I'm trying to fit a linear model with roughly 900,000 observations and just two explanatory variables. Yet, I additionally need to include a control variable that is a many-level factor variable (11,135 levels). The code for the regression looks like this:
model1 <- dep_var ~ expl_var_1 + expl_var_2 + factor(control_var), data=data
However, R throws me the error "Cannot allocate a vector of size 75.6 GB" I'm well aware that this is due to the many-level factor variable, however, I need to include this variable as a control. Please note: this is not an ordered factor; it is simply an id without any order.
I've tried to find a solution to this problem, but ran into problems:
- I looked into plm - but that doesn't work because while my control variable can be interpreted as an ID time doesn't play a role (and even if it did; there can be >1 observation per ID per time)
- I looked into biglm but this fits better the case of big data and not many-level factor
My questions:
- Is there a way to include a variable in the regression and leaving it out when assigning the outcome of the regression to model1? I'm really not interested at all in the coefficients per control variable factor level.
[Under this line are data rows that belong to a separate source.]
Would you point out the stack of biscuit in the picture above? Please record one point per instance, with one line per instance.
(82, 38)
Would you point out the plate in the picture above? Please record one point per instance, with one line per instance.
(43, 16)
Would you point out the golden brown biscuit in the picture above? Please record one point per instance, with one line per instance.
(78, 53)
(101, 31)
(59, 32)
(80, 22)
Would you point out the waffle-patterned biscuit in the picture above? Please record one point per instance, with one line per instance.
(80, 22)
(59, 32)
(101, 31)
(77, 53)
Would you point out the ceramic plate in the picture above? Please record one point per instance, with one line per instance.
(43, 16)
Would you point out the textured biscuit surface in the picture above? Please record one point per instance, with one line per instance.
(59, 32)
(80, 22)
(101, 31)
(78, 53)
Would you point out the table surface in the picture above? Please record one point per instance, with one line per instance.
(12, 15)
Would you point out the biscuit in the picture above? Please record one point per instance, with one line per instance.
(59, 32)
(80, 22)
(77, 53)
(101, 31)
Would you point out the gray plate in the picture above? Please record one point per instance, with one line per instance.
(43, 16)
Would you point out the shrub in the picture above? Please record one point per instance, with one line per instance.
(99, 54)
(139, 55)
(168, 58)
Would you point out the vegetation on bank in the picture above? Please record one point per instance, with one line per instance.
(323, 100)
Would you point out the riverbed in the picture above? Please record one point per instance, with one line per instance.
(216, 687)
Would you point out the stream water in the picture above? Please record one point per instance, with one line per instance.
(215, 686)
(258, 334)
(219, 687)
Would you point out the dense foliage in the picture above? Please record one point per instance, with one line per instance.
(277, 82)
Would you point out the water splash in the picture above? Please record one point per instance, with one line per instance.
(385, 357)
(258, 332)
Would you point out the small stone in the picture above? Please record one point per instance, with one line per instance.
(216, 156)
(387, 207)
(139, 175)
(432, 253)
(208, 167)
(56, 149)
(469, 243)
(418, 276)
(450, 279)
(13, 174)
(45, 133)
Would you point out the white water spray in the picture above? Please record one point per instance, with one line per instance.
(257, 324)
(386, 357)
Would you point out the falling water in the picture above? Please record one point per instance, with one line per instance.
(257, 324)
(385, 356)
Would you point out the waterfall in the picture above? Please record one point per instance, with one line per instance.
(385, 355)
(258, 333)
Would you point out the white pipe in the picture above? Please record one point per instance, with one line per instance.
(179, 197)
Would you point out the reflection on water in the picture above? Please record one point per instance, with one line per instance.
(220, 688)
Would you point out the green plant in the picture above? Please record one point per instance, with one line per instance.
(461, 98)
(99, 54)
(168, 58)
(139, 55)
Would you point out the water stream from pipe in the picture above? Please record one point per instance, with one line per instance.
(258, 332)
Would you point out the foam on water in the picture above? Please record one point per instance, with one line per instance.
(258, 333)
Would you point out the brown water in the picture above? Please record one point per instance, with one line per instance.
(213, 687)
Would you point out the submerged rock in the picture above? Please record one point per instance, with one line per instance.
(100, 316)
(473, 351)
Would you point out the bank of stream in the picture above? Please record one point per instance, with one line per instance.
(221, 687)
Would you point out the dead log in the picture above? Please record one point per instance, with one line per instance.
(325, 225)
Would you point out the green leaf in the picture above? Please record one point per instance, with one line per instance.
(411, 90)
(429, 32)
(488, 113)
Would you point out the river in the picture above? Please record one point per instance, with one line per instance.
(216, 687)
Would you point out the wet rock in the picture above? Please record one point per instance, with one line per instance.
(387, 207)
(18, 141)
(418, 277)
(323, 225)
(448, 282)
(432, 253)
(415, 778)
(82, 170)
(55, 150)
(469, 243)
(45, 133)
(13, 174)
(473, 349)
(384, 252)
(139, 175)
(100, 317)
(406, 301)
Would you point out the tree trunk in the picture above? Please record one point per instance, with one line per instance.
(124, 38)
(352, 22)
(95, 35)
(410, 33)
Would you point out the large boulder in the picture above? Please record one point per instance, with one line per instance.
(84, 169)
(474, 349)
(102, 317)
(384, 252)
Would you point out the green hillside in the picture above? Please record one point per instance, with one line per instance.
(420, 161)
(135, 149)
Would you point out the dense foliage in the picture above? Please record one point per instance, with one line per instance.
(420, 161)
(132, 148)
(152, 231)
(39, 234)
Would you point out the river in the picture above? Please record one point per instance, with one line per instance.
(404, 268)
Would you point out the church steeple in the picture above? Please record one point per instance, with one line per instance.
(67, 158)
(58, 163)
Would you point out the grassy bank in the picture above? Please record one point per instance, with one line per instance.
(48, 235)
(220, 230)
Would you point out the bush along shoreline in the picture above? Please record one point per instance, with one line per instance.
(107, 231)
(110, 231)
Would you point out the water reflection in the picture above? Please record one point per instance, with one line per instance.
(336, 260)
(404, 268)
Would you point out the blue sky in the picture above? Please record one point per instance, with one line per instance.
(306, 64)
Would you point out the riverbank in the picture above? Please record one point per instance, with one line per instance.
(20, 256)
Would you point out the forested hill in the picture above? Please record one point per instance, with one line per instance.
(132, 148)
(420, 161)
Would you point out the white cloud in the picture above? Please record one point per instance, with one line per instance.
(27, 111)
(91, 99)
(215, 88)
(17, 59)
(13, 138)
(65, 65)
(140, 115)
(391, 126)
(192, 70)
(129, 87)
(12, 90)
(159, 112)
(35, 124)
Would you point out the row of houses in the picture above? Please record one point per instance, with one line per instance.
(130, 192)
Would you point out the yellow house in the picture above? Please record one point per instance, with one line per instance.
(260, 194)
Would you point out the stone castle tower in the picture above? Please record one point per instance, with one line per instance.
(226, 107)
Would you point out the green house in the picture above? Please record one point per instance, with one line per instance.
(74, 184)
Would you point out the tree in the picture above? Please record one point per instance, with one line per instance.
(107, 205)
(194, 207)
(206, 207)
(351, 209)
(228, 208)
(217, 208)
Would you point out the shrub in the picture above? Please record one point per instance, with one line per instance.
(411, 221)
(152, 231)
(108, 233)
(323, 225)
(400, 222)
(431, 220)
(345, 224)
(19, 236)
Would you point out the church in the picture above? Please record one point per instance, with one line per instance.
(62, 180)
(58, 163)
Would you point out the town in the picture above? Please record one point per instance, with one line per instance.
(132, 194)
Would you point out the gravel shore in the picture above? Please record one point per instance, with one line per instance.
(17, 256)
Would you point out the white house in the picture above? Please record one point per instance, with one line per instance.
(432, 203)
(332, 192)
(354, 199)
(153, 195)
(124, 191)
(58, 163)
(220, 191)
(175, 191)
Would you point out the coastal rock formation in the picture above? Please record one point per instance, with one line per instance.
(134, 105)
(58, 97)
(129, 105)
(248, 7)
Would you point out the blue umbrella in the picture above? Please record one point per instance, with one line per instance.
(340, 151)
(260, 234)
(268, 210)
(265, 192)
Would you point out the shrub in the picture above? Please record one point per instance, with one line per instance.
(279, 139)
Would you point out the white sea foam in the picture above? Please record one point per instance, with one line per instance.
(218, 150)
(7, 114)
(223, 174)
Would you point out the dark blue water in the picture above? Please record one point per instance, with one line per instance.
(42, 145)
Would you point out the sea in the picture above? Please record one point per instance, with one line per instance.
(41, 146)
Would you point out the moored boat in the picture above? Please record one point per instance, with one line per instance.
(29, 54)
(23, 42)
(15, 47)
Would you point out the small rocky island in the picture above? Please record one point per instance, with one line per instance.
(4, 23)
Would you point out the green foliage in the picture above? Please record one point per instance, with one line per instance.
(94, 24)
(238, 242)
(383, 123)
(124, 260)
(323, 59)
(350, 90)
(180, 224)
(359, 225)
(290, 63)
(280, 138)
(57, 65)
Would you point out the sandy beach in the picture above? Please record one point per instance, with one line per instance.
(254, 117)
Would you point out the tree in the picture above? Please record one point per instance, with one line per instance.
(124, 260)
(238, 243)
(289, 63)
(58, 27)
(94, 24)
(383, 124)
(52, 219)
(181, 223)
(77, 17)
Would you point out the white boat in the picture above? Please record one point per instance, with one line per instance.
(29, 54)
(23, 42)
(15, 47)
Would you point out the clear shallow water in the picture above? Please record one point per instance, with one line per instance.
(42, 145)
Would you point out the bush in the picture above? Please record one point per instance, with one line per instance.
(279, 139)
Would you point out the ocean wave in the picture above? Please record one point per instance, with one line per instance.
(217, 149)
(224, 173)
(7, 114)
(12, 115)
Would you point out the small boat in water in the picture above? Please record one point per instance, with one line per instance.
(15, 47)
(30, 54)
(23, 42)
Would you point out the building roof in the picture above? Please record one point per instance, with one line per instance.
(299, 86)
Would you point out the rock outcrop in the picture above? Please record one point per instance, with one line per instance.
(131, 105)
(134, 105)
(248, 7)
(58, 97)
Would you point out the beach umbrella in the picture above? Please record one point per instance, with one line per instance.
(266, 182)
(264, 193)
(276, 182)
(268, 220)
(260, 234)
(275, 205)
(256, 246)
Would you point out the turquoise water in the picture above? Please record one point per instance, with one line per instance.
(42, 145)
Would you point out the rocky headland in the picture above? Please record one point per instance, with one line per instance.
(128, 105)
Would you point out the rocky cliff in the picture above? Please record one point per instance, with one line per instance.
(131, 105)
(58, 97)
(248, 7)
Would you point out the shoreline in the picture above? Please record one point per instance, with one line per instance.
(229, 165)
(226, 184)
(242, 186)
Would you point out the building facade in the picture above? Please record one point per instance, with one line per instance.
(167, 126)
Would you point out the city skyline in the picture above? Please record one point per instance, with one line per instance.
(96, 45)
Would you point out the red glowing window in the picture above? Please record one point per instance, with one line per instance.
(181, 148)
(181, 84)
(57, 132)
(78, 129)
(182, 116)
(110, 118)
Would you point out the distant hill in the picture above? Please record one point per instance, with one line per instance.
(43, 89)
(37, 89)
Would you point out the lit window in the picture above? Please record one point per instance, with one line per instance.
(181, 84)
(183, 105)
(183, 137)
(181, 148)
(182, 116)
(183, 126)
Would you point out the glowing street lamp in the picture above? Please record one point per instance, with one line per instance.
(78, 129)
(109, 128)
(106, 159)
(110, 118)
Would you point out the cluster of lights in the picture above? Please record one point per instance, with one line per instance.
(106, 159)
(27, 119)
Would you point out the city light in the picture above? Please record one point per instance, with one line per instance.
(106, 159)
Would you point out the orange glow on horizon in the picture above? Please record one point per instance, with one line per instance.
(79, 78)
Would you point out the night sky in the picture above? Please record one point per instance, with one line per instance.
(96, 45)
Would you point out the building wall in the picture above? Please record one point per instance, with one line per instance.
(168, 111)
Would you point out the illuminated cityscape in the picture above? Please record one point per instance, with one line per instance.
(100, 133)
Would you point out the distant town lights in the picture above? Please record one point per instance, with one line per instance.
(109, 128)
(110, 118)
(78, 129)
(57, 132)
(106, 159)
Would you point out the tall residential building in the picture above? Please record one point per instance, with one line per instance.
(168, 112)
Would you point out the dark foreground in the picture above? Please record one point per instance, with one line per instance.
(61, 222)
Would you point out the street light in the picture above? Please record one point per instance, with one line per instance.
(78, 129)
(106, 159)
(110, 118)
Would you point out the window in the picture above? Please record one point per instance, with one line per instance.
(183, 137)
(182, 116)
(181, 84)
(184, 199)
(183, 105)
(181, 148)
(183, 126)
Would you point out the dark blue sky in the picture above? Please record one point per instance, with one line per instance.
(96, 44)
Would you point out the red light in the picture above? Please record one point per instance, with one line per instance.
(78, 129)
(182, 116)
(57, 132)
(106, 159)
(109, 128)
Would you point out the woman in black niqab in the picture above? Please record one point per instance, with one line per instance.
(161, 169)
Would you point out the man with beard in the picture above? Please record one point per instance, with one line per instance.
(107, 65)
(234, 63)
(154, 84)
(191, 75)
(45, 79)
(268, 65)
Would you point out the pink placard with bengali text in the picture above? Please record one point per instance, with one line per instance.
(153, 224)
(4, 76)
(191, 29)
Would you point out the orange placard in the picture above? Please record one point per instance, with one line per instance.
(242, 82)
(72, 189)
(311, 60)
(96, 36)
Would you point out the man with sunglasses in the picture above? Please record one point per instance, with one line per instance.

I just need to control for it.
- If there isn't: can I efficiently split up my regression even if I cannot make sure that in each chunk there are all control variable factor levels present (that isn't feasible, because some levels just have 1 observation)?
I'd appreciate any starting points for a solution and ideas where to look for a solution - currently I'm just stuck with my level of knowledge and understanding.
Thanks in advance for your time, support, and patience.